Pour soutenir cette rigolade — Debord seul ayant toujours tout dirigé et tout fait — les procédés les plus sots sont mis à contribution parmi une dizaine d’évidents mensonges : ainsi l’idée qu’il n’y aurait jamais eu d’oppositions dans l’I.S., alors que nos garnautins furent, tout au contraire, la première de ces oppositions qui soit lâchement restée secrète. Pour une citation attribuée nommément à Debord (pour laquelle on feint de croire que le concept de « communication » n’est pas employé au sens de l’I.S., mais au sens unilatéral de l’O.R.T.F, par exemple), deux citations avancées sans nom d’auteur sont en fait de Vaneigem : tous les situationnistes, et tous les lecteurs attentifs de nos publications, sachant bien que certaines des conceptions de Vaneigem sur les qualités de l’organisation situationniste présentent d’importantes nuances personnelles. Debord, comme meneur, est identifié au cardinal de Retz, lequel se voit en retour doté d’une conscience de classe assez insolite (« se regardant jouer le jeu esthétique d’une lutte sans espoir face à la montée de l’appareil bureaucratique-bourgeois »). Nos idéologues auraient dû plutôt lire Retz : ils y auraient appris qu’« en fait de calomnie, tout ce qui ne nuit pas sert à celui qui est attaqué ».

Le comble de leur analyse est de découvrir, dans le style « marxiste » de L’Humanité Dimanche, que du fait que la revue Internationale Situationniste paraît légalement, et que Debord, son directeur, se trouve personnellement responsable de nos dettes chez l’imprimeur qui a la témérité de nous faire confiance, il y a là la base d’un pouvoir économique qui expliquerait la fatalité d’un pouvoir debordiste sur toute l’I.S. ; et qui explique du même coup pourquoi les héros de l’égalisation n’ont même pas essayé une minute de s’opposer à ce pouvoir, et lui ont toujours fait bonne mine.

Le fait par exemple que toutes nos publications hors de France ont toujours et partout été réalisées sur une base financière complètement autonome par les camarades de ces pays, avec d’autres « directeurs » ou d’autres travailleurs dans les imprimeries, n’a même pas été considéré dans leur optique étroitement alsacienne.
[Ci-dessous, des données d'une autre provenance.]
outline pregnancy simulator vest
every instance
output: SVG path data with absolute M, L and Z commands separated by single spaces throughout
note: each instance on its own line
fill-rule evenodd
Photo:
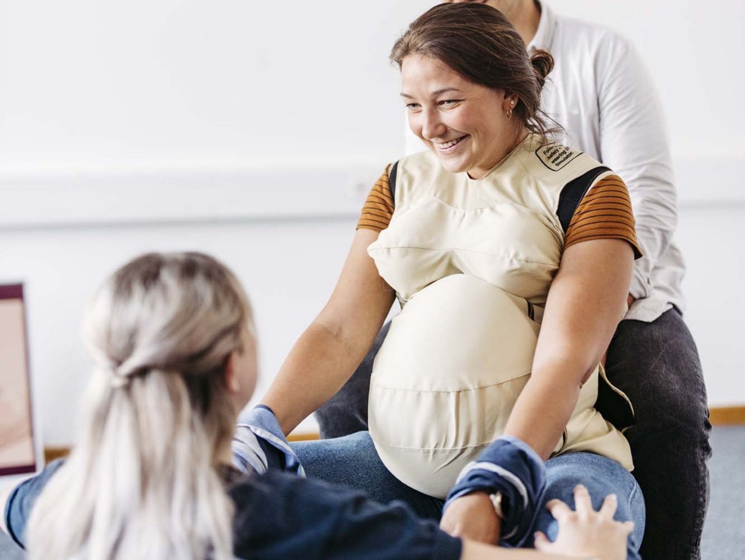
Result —
M 370 432 L 393 475 L 444 498 L 466 463 L 503 433 L 530 379 L 564 248 L 564 187 L 580 191 L 571 218 L 582 196 L 612 174 L 532 136 L 479 180 L 448 173 L 429 151 L 393 169 L 396 210 L 368 253 L 402 309 L 373 366 Z M 626 438 L 595 409 L 605 383 L 596 368 L 554 453 L 592 451 L 631 470 Z M 625 427 L 630 403 L 608 386 L 623 409 L 616 424 Z

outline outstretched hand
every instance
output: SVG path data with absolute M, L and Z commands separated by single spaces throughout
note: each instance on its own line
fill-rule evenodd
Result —
M 587 488 L 574 488 L 575 511 L 559 500 L 546 507 L 559 522 L 559 535 L 551 542 L 545 535 L 536 533 L 536 548 L 544 553 L 565 554 L 598 560 L 626 560 L 627 541 L 634 529 L 633 521 L 613 520 L 618 507 L 615 494 L 607 496 L 600 511 L 592 509 Z

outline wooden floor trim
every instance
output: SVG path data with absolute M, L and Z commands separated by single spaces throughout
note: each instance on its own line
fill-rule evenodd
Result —
M 745 424 L 745 406 L 716 406 L 709 409 L 709 420 L 714 426 Z

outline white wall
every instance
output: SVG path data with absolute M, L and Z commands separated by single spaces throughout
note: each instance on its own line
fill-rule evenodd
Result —
M 659 86 L 687 320 L 710 401 L 745 403 L 745 52 L 736 0 L 555 0 L 621 29 Z M 139 252 L 199 249 L 256 308 L 265 388 L 320 308 L 369 186 L 403 146 L 387 55 L 429 0 L 0 2 L 0 281 L 27 283 L 49 444 L 73 438 L 84 301 Z

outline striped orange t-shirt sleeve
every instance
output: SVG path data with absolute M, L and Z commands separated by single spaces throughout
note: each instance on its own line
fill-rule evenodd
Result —
M 618 175 L 596 183 L 580 202 L 564 236 L 564 248 L 591 239 L 624 239 L 642 256 L 636 240 L 636 221 L 626 184 Z
M 388 179 L 390 168 L 390 166 L 385 168 L 383 174 L 375 182 L 367 195 L 356 229 L 382 231 L 390 223 L 390 218 L 393 215 L 393 198 L 390 195 L 390 182 Z

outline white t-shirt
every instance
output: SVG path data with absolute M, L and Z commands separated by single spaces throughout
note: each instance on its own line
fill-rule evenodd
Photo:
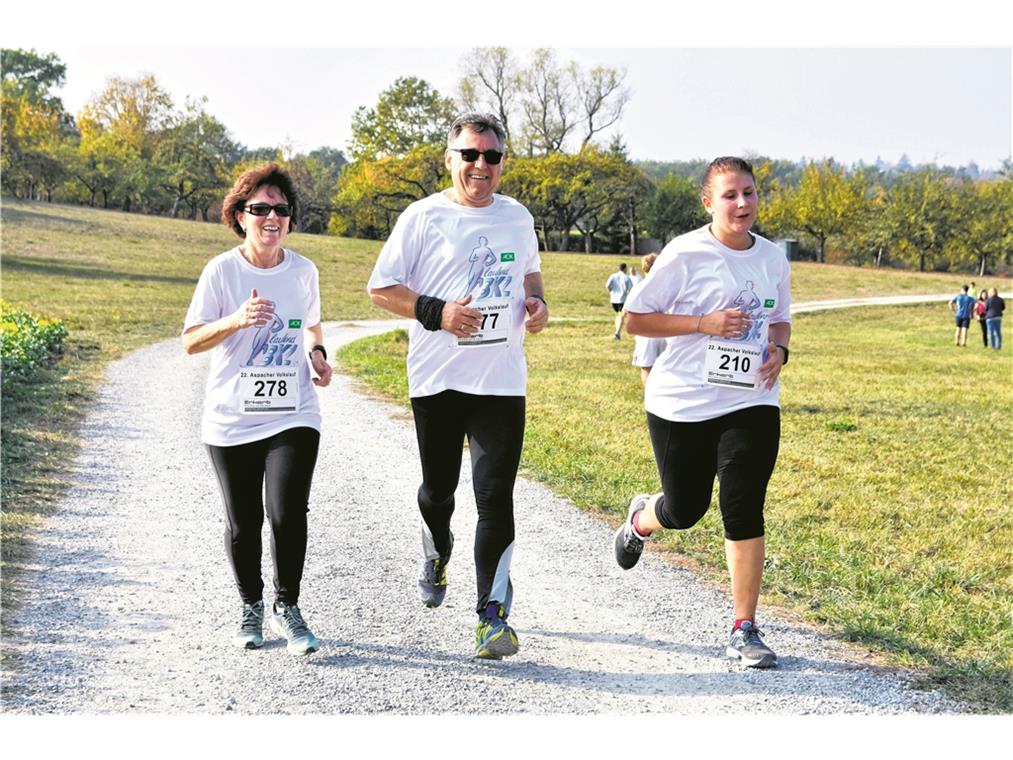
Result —
M 528 210 L 494 195 L 482 208 L 436 193 L 398 218 L 370 276 L 369 289 L 403 285 L 422 296 L 471 308 L 486 328 L 464 346 L 446 330 L 413 322 L 408 331 L 408 395 L 445 390 L 489 396 L 527 393 L 524 278 L 541 271 L 535 223 Z
M 626 310 L 636 314 L 702 316 L 737 306 L 753 320 L 749 333 L 737 340 L 703 333 L 667 338 L 666 350 L 647 377 L 644 406 L 671 422 L 712 420 L 749 406 L 780 406 L 780 382 L 770 390 L 762 383 L 754 389 L 713 385 L 705 376 L 708 344 L 765 353 L 768 327 L 791 321 L 791 273 L 784 251 L 759 235 L 748 250 L 734 250 L 718 242 L 708 227 L 666 245 L 626 299 Z M 754 369 L 757 360 L 766 359 L 754 358 Z
M 612 303 L 623 303 L 632 287 L 633 281 L 622 272 L 613 272 L 611 277 L 605 281 L 605 289 L 609 291 Z
M 275 319 L 212 349 L 201 421 L 201 440 L 212 446 L 260 441 L 290 428 L 320 430 L 304 345 L 305 328 L 320 323 L 319 274 L 310 259 L 285 250 L 278 267 L 262 270 L 238 247 L 215 256 L 201 273 L 183 331 L 232 314 L 253 288 L 275 302 Z
M 634 367 L 653 367 L 654 362 L 665 351 L 664 337 L 644 337 L 643 335 L 633 336 L 633 361 Z

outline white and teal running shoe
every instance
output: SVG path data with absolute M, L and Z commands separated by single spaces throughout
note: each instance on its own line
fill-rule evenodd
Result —
M 418 596 L 426 607 L 439 607 L 447 596 L 447 563 L 454 551 L 454 534 L 446 554 L 440 554 L 428 532 L 422 528 L 422 577 L 418 579 Z
M 501 660 L 516 655 L 517 650 L 517 631 L 506 624 L 505 610 L 497 602 L 489 602 L 475 626 L 475 657 Z
M 263 602 L 243 605 L 243 621 L 232 637 L 232 642 L 241 650 L 256 650 L 263 647 Z
M 290 655 L 309 655 L 320 649 L 319 641 L 303 620 L 299 605 L 275 603 L 275 614 L 270 616 L 270 629 L 289 641 Z
M 777 655 L 763 642 L 762 631 L 750 620 L 731 631 L 724 654 L 738 660 L 747 668 L 773 668 L 777 665 Z

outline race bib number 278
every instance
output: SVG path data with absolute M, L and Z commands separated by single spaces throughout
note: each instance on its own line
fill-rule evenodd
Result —
M 298 370 L 249 367 L 239 371 L 239 411 L 280 414 L 299 409 Z

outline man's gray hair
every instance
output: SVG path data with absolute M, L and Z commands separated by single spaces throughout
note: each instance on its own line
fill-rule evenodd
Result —
M 495 136 L 499 139 L 500 147 L 503 141 L 506 139 L 506 130 L 503 129 L 502 124 L 491 113 L 462 113 L 457 119 L 454 120 L 454 124 L 450 127 L 450 132 L 447 133 L 447 145 L 451 146 L 454 141 L 461 136 L 461 133 L 465 130 L 471 130 L 472 132 L 477 132 L 479 134 L 485 132 L 486 130 L 492 130 Z

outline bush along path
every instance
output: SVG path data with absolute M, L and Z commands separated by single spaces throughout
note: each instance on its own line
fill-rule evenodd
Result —
M 326 325 L 339 345 L 391 323 Z M 730 602 L 647 552 L 624 573 L 613 529 L 519 480 L 511 621 L 520 653 L 471 657 L 475 509 L 458 489 L 458 550 L 439 609 L 417 599 L 419 480 L 404 412 L 335 375 L 310 501 L 304 658 L 269 632 L 230 643 L 240 604 L 199 439 L 207 355 L 173 339 L 110 365 L 75 463 L 5 620 L 3 710 L 16 713 L 912 713 L 962 706 L 765 610 L 771 671 L 724 658 Z M 271 577 L 264 535 L 263 574 Z

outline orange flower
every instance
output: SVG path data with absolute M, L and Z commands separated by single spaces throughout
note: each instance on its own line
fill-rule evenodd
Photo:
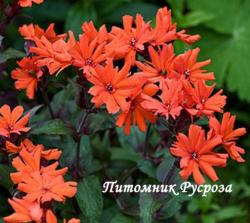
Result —
M 137 74 L 147 78 L 150 82 L 160 82 L 161 84 L 167 78 L 170 64 L 174 59 L 173 45 L 164 45 L 159 52 L 157 52 L 152 46 L 149 46 L 148 52 L 151 62 L 146 62 L 144 64 L 137 61 L 137 67 L 142 70 L 142 72 L 138 72 Z
M 46 222 L 47 223 L 57 223 L 57 218 L 51 210 L 46 212 Z M 69 221 L 63 219 L 63 223 L 80 223 L 80 219 L 72 218 Z
M 80 36 L 79 42 L 69 51 L 73 58 L 73 65 L 83 69 L 83 73 L 90 75 L 94 67 L 106 60 L 103 54 L 105 43 L 98 44 L 98 38 L 90 40 L 86 35 Z
M 15 210 L 14 214 L 4 217 L 5 222 L 22 223 L 36 222 L 41 223 L 43 210 L 38 202 L 30 202 L 26 199 L 13 198 L 8 200 L 11 207 Z
M 35 41 L 35 38 L 41 39 L 44 36 L 50 42 L 55 42 L 59 39 L 66 39 L 67 34 L 57 35 L 54 30 L 55 24 L 52 23 L 44 30 L 39 25 L 29 24 L 19 27 L 18 31 L 26 40 Z
M 171 10 L 168 10 L 167 7 L 160 8 L 156 14 L 155 28 L 151 31 L 150 44 L 159 46 L 176 39 L 192 44 L 200 39 L 199 35 L 188 35 L 185 32 L 185 30 L 176 31 L 176 24 L 172 23 Z
M 44 0 L 19 0 L 18 4 L 21 7 L 31 7 L 33 2 L 36 4 L 41 4 L 41 3 L 43 3 L 43 1 Z
M 197 184 L 205 182 L 200 170 L 213 181 L 218 180 L 213 166 L 225 167 L 227 154 L 215 153 L 213 150 L 221 144 L 221 138 L 215 136 L 206 139 L 205 131 L 197 125 L 191 125 L 188 136 L 179 133 L 170 152 L 180 157 L 180 175 L 187 180 L 192 174 Z
M 63 176 L 67 168 L 56 170 L 55 162 L 47 167 L 41 167 L 41 149 L 32 155 L 26 150 L 20 152 L 20 157 L 13 160 L 12 165 L 19 171 L 11 173 L 11 179 L 18 183 L 18 190 L 25 192 L 24 196 L 30 202 L 58 201 L 64 202 L 66 197 L 73 197 L 77 183 L 65 182 Z
M 26 149 L 22 149 L 19 156 L 21 158 L 16 157 L 12 161 L 12 166 L 16 168 L 18 172 L 10 174 L 11 180 L 15 184 L 23 182 L 23 179 L 29 177 L 31 173 L 40 172 L 42 175 L 57 177 L 65 175 L 68 171 L 67 167 L 57 170 L 56 168 L 59 166 L 58 162 L 54 162 L 46 167 L 41 167 L 41 147 L 37 147 L 33 153 L 26 151 Z
M 201 70 L 202 67 L 210 64 L 211 60 L 197 62 L 199 52 L 200 49 L 196 48 L 175 57 L 171 65 L 169 78 L 185 78 L 192 82 L 196 80 L 214 80 L 213 72 L 205 73 L 206 70 Z
M 30 48 L 30 52 L 37 55 L 37 65 L 39 67 L 47 66 L 51 75 L 56 72 L 58 74 L 72 64 L 69 50 L 76 44 L 72 32 L 69 32 L 68 41 L 59 39 L 52 43 L 42 36 L 41 39 L 35 38 L 35 44 L 35 47 Z
M 223 114 L 221 123 L 219 123 L 219 121 L 215 117 L 211 117 L 209 119 L 209 136 L 220 136 L 222 139 L 222 145 L 228 152 L 229 156 L 238 162 L 244 162 L 245 160 L 241 157 L 240 154 L 245 154 L 245 150 L 241 147 L 236 146 L 235 141 L 238 140 L 240 136 L 246 134 L 246 129 L 234 129 L 235 119 L 236 116 L 230 116 L 229 112 Z
M 163 45 L 176 39 L 176 24 L 172 23 L 171 10 L 160 8 L 156 14 L 155 28 L 151 32 L 153 46 Z
M 160 100 L 154 99 L 147 95 L 144 95 L 145 99 L 142 102 L 142 106 L 145 109 L 152 110 L 155 115 L 162 115 L 169 119 L 171 116 L 173 119 L 180 115 L 182 107 L 180 106 L 180 93 L 182 91 L 182 84 L 177 80 L 166 79 L 162 83 L 162 93 Z
M 128 111 L 129 103 L 126 98 L 131 95 L 139 80 L 137 76 L 128 77 L 129 69 L 130 65 L 125 64 L 118 71 L 109 59 L 105 67 L 99 65 L 93 75 L 87 76 L 88 81 L 94 84 L 89 93 L 94 96 L 91 102 L 97 108 L 105 104 L 109 113 L 117 113 L 120 108 Z
M 15 87 L 18 90 L 26 89 L 27 97 L 33 99 L 43 72 L 36 65 L 35 58 L 23 58 L 17 64 L 20 68 L 11 72 L 11 78 L 16 80 Z
M 66 197 L 74 197 L 77 183 L 73 181 L 65 182 L 62 176 L 51 176 L 33 172 L 18 184 L 18 190 L 27 193 L 24 197 L 29 201 L 64 202 Z
M 125 58 L 126 62 L 135 64 L 136 52 L 141 52 L 145 49 L 144 44 L 150 39 L 150 24 L 145 24 L 140 14 L 136 15 L 135 25 L 132 27 L 133 17 L 123 16 L 123 27 L 112 27 L 110 33 L 111 43 L 106 45 L 107 52 L 113 52 L 115 59 Z
M 11 111 L 9 105 L 3 105 L 0 108 L 0 135 L 10 137 L 10 134 L 21 134 L 28 132 L 29 127 L 25 127 L 29 122 L 29 114 L 23 115 L 24 109 L 22 106 L 17 106 Z
M 84 34 L 92 41 L 97 38 L 99 44 L 108 41 L 108 32 L 105 25 L 102 25 L 99 31 L 96 30 L 92 21 L 82 24 Z
M 122 112 L 118 116 L 116 125 L 120 128 L 125 125 L 124 132 L 127 135 L 130 134 L 131 125 L 138 124 L 141 131 L 146 131 L 147 125 L 145 121 L 148 120 L 150 123 L 155 123 L 157 117 L 151 111 L 142 107 L 141 103 L 144 101 L 142 94 L 154 96 L 157 91 L 158 87 L 154 84 L 148 84 L 143 89 L 141 89 L 141 86 L 136 88 L 131 96 L 127 98 L 127 101 L 129 101 L 129 111 Z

La réalité actuelle de l’I.S. comme « groupe international de théoriciens », paraissait déjà bien belle aux garnautins, quand ils croyaient y avoir leur place, et pouvoir prouver bientôt qu’ils étaient aussi eux-mêmes au moins des théoriciens. Dès le lendemain de leur exclusion, ils reprochent à l’I.S. de n’être que cela ; de ne pas se déclarer comme eux « organisation révolutionnaire capable d’agir dans le monde sur une vaste échelle ». Il serait bien inutile d’attendre d’eux la moindre conscience des réalités du processus pratique qui créera ce genre d’organisation des travailleurs dans la société moderne. Mais pour rester sur le plan émotionnel et égocentrique qui les tient captifs, on peut se demander quelle différence il y aurait pour eux à ce que le nouveau courant révolutionnaire soit au stade de la première liaison sur une nouvelle base théorique, ou déjà vécu par des ouvriers révolutionnaires en lutte, ou même au stade du pouvoir des Conseils. Car les garnautins et leur pratique réelle y seront à tout moment condamnés. Les ouvriers révolutionnaires ne plaisantent pas sur les questions de calomnie — au contraire des bureaucrates et politiciens qui régnent par les manipulations de mensonges. Et le pouvoir prolétarien des Conseils, qui est de part en part la mise en pratique de la vérité, devra évidemment traiter les cas de mensonges soutenus en équipe par des groupes secrets, poursuivant leurs propres fins, comme une des rares formes d’obstruction qu’il aura encore à réprimer.